Transcriptional profile of Mycobacterium tuberculosis replicating in type II alveolar epithelial cells

Abstract

Mycobacterium tuberculosis (M. tb) infection is initiated by the few bacilli inhaled into the alveolus. Studies in lungs of aerosol-infected mice provided evidence for extensive replication of M. tb in non-migrating, non-antigen-presenting cells in the alveoli during the first 2-3 weeks post-infection. Alveoli are lined by type II and type I alveolar epithelial cells (AEC) which outnumber alveolar macrophages by several hundred-fold. M. tb DNA and viable M. tb have been demonstrated in AEC and other non-macrophage cells of the kidney, liver, and spleen in autopsied tissues from latently-infected subjects from TB-endemic regions indicating systemic bacterial dissemination during primary infection. M. tb have also been demonstrated to replicate rapidly in A549 cells (type II AEC line) and acquire increased invasiveness for endothelial cells. Together, these results suggest that AEC could provide an important niche for bacterial expansion and development of a phenotype that promotes dissemination during primary infection. In the current studies, we have compared the transcriptional profile of M. tb replicating intracellularly in A549 cells to that of M. tb replicating in laboratory broth, by microarray analysis.
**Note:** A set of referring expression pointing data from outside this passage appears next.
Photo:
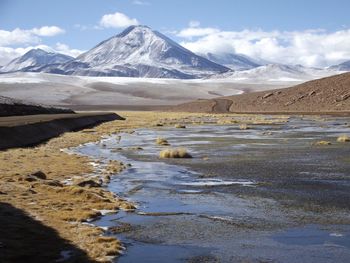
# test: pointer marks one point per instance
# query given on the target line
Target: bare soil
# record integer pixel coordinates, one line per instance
(326, 95)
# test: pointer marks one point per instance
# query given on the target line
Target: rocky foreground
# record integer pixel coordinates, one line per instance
(326, 95)
(13, 107)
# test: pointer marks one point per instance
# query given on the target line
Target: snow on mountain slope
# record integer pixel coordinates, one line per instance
(141, 52)
(58, 89)
(34, 59)
(345, 66)
(277, 73)
(233, 61)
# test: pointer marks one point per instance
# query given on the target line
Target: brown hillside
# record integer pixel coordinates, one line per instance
(331, 94)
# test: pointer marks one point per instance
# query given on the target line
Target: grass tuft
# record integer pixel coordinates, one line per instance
(243, 126)
(180, 126)
(343, 138)
(175, 153)
(162, 141)
(322, 143)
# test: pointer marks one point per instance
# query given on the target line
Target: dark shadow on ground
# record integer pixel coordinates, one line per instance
(24, 239)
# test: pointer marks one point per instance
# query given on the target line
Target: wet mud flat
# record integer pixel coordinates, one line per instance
(262, 193)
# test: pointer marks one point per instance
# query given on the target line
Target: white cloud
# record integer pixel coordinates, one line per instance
(195, 31)
(17, 42)
(194, 23)
(65, 49)
(9, 53)
(48, 31)
(317, 48)
(139, 2)
(117, 20)
(27, 36)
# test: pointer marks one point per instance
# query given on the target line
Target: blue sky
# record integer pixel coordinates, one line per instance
(80, 21)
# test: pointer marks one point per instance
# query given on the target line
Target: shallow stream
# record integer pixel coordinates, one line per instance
(210, 209)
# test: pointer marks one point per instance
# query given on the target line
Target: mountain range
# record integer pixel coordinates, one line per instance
(142, 52)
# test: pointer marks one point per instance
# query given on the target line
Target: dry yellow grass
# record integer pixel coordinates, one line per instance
(62, 207)
(322, 143)
(343, 138)
(162, 141)
(243, 126)
(175, 153)
(180, 126)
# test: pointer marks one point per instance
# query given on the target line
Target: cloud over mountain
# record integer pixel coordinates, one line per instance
(117, 20)
(316, 48)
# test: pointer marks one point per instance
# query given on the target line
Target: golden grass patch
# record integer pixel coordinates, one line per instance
(162, 141)
(343, 138)
(175, 153)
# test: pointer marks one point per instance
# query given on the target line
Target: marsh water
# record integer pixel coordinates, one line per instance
(264, 194)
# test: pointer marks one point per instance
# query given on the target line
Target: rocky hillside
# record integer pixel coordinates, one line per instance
(331, 94)
(12, 107)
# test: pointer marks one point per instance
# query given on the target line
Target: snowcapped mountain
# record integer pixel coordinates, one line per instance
(34, 60)
(345, 66)
(140, 52)
(233, 61)
(277, 73)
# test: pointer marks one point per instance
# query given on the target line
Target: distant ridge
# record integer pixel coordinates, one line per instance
(331, 94)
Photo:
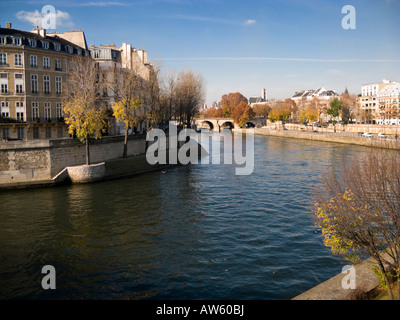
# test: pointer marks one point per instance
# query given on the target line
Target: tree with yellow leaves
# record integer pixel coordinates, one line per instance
(128, 112)
(358, 211)
(83, 112)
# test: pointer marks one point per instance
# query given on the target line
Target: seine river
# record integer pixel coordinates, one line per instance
(192, 232)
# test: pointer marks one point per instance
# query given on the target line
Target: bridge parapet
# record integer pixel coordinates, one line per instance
(217, 124)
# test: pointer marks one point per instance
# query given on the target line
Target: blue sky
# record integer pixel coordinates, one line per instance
(283, 46)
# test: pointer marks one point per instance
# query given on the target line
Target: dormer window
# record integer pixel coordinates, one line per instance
(32, 43)
(17, 41)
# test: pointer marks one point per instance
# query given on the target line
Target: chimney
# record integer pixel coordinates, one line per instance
(42, 32)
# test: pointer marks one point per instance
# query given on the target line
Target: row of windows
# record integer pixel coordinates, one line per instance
(19, 105)
(47, 45)
(34, 84)
(46, 111)
(46, 84)
(36, 133)
(20, 130)
(32, 59)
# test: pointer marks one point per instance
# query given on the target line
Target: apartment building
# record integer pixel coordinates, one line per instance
(33, 67)
(374, 102)
(112, 62)
(321, 93)
(389, 104)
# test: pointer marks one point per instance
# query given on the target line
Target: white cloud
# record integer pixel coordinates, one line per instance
(103, 4)
(250, 22)
(62, 18)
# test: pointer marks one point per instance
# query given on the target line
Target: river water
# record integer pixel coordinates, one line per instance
(192, 232)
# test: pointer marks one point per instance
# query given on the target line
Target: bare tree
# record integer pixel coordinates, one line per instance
(358, 210)
(168, 105)
(83, 111)
(190, 95)
(127, 86)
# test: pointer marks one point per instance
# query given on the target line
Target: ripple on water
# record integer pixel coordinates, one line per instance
(196, 232)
Genes significantly upregulated during intracellular residence were consistent with an active, replicative, metabolic, and aerobic state, as were genes for tryptophan synthesis and for increased virulence (ESAT-6, and ESAT-6-like genes, esxH, esxJ, esxK, esxP, and esxW). In contrast, significant downregulation of the DevR (DosR) regulon and several hypoxia-induced genes was observed. Stress response genes were either not differentially expressed or were downregulated with the exception of the heat shock response and those induced by low pH. The intra-type II AEC M. tb transcriptome strongly suggests that AEC could provide a safe haven in which M. tb can expand dramatically and disseminate from the lung prior to the elicitation of adaptive immune responses.

Fig 1. Heat map of M. tb genes differentially expressed at 72 hr replication in A549.
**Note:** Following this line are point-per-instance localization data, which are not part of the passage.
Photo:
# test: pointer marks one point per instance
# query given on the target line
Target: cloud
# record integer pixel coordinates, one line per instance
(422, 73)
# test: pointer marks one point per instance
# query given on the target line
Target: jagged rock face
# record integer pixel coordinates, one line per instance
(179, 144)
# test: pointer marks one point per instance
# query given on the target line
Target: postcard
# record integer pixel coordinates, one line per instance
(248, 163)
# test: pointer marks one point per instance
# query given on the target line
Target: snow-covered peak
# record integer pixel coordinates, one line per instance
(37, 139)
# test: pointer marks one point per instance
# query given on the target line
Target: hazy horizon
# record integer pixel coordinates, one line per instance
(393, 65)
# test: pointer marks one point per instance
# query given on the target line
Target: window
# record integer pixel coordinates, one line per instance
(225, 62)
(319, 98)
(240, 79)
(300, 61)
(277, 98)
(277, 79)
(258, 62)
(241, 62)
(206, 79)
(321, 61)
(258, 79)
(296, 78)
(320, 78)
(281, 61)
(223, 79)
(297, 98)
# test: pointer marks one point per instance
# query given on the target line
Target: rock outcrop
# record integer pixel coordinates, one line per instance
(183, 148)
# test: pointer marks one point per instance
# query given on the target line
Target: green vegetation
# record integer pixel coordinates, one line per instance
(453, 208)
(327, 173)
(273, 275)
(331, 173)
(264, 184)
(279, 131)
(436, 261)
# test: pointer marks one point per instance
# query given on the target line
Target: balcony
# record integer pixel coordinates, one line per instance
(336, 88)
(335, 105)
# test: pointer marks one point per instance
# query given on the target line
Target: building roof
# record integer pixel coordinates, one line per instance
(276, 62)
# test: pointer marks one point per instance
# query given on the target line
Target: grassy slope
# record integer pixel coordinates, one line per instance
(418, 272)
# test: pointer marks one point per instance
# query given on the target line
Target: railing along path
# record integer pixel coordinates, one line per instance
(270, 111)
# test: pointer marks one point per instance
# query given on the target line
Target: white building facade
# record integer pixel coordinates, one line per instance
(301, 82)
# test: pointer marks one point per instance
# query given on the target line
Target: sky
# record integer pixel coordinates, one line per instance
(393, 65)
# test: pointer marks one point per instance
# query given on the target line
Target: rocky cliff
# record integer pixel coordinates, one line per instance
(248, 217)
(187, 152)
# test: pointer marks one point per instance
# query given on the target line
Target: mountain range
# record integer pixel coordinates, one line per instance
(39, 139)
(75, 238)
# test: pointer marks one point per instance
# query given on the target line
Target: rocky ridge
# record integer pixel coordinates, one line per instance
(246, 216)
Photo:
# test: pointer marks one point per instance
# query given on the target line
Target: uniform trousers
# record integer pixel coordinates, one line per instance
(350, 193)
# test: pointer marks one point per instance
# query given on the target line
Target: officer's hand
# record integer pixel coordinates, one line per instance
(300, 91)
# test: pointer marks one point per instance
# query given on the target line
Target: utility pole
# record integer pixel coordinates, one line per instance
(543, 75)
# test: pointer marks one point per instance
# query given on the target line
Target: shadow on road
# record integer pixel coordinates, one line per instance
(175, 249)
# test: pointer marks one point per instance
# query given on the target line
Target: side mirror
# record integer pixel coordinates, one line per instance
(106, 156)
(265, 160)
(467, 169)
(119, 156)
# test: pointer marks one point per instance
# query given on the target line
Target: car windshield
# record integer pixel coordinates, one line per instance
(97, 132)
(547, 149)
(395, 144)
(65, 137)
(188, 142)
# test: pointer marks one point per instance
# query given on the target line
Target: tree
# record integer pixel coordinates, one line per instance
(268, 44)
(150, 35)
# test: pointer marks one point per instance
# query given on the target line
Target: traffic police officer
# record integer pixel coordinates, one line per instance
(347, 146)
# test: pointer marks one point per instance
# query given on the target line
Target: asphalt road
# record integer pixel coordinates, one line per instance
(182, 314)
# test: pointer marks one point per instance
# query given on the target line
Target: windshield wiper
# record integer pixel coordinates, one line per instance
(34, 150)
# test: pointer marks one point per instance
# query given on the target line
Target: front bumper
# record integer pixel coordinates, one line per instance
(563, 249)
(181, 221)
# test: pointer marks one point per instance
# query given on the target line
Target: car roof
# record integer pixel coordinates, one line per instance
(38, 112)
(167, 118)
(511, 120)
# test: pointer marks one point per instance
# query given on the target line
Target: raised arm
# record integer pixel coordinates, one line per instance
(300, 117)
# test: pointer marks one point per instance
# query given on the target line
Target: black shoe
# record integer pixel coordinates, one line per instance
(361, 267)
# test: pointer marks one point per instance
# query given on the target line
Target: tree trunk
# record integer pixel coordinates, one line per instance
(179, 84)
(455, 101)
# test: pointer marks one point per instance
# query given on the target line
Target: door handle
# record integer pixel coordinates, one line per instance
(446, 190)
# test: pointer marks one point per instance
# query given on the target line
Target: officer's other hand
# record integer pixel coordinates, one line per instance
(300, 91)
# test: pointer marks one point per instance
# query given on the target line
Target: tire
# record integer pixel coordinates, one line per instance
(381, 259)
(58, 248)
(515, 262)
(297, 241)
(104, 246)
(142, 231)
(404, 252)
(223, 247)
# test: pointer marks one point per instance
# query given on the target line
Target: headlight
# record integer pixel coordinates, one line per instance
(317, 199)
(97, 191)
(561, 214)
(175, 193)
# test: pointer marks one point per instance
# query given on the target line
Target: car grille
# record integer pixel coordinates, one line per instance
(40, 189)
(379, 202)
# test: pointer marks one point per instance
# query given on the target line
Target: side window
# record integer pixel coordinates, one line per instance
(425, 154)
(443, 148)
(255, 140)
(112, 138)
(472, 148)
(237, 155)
Heat map denoting upregulated genes in red (186) and down-regulated genes in green (75) in M. tb H37Rv replicating in A549 compared to M. tb H37Rv growing logarithmically in 7H9 broth as the reference. Shown are the results from 2 biological replicates (Lanes 1 and 2- one biological replicate, four technical replicates including two dye flips; Lane 3- one biological replicate, two technical replicates including one dye flip) in order of degree of fold change from most differentially expressed to the cut-off (+2 for upregulated or -2 for downregulated). Ranges of fold change are indicated to the left.